# France Vows to Build Sporting Infrastructure Despite Failed Olympic Bid



## hkskyline (Sep 13, 2002)

*Chirac vows to complete infrastructure projects from failed Olympic bid *

PARIS, April 24, 2006 (AFP) - French President Jacques Chirac vowed Monday that all the sporting infrastructure projects planned ahead of Paris' failed bid to host the 2012 Olympics will be completed. 

Favourites Paris lost the race to host the 2012 Summer Games to London in an International Olympic Committee (IOC) vote in Singapore last July. 

"The State will contribute to the achievement of the new infrastructures which will allow our country to host the biggest competitions," Chirac said at a ceremony to honour French athletes who took part in the 2002 Winter Olympics and Paralympic Games. "This commitmenet will firstly concern the facitilies planned in the Paris bid which will be completed." 

The failure to land the 2012 Games was a huge blow for France. 

It had been calculated that the world showcase would create 40,000 to 50,000 jobs with the economic benefits, including tourism, estimated at five billion euros (six billion dollars). 

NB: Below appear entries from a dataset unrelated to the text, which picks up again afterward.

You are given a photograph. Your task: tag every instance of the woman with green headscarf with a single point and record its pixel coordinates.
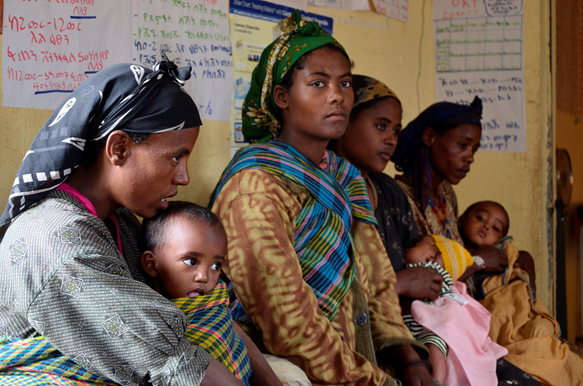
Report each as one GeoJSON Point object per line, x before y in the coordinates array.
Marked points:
{"type": "Point", "coordinates": [301, 231]}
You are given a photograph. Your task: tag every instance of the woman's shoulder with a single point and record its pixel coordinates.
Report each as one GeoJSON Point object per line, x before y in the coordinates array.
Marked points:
{"type": "Point", "coordinates": [58, 223]}
{"type": "Point", "coordinates": [56, 209]}
{"type": "Point", "coordinates": [260, 184]}
{"type": "Point", "coordinates": [387, 183]}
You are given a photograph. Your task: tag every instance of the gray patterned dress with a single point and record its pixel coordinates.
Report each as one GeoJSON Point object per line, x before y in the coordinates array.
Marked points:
{"type": "Point", "coordinates": [63, 277]}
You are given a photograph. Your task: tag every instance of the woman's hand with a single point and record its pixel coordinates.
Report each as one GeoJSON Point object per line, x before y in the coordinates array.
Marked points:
{"type": "Point", "coordinates": [494, 259]}
{"type": "Point", "coordinates": [526, 263]}
{"type": "Point", "coordinates": [419, 283]}
{"type": "Point", "coordinates": [408, 365]}
{"type": "Point", "coordinates": [418, 375]}
{"type": "Point", "coordinates": [219, 375]}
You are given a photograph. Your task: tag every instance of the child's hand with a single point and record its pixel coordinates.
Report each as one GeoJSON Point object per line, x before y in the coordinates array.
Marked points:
{"type": "Point", "coordinates": [494, 259]}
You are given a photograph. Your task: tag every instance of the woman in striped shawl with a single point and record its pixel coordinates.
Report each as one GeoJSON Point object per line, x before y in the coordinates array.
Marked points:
{"type": "Point", "coordinates": [310, 279]}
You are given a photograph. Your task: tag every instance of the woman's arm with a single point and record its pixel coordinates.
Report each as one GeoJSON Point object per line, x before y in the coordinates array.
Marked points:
{"type": "Point", "coordinates": [76, 290]}
{"type": "Point", "coordinates": [419, 283]}
{"type": "Point", "coordinates": [392, 340]}
{"type": "Point", "coordinates": [494, 261]}
{"type": "Point", "coordinates": [261, 372]}
{"type": "Point", "coordinates": [526, 263]}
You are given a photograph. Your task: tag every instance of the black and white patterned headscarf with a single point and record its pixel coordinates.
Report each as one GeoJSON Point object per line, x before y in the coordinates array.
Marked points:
{"type": "Point", "coordinates": [124, 97]}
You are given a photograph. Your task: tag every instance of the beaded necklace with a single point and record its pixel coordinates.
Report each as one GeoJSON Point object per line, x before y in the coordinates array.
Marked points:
{"type": "Point", "coordinates": [442, 217]}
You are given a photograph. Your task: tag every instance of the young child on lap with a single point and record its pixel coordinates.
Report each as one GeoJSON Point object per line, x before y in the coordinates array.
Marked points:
{"type": "Point", "coordinates": [454, 327]}
{"type": "Point", "coordinates": [185, 247]}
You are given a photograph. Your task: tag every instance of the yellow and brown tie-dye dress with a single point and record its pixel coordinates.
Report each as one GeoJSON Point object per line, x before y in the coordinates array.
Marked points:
{"type": "Point", "coordinates": [258, 211]}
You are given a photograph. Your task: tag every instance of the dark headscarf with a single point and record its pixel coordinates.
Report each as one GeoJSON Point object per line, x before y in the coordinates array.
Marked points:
{"type": "Point", "coordinates": [127, 97]}
{"type": "Point", "coordinates": [411, 155]}
{"type": "Point", "coordinates": [261, 116]}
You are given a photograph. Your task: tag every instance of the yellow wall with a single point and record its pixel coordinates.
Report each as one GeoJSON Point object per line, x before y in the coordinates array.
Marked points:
{"type": "Point", "coordinates": [400, 54]}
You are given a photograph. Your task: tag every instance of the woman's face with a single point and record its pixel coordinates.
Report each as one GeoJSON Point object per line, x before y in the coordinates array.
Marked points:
{"type": "Point", "coordinates": [153, 171]}
{"type": "Point", "coordinates": [318, 104]}
{"type": "Point", "coordinates": [371, 137]}
{"type": "Point", "coordinates": [452, 152]}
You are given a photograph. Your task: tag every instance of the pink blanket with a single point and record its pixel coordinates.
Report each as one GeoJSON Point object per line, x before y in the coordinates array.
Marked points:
{"type": "Point", "coordinates": [472, 354]}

At Monday's ceremony the French president awarded the prestigious Legion of Honour medal to several athletes including Olympic downhill skiing champion Antoine Deneriaz who took gold in Turin.


----------



## Brice (Sep 11, 2002)

that's a good idea


----------



## Bertez (Jul 9, 2005)

It shows that they are serious about sports....unlike some countries I know.......... *cough*Canada*cough


----------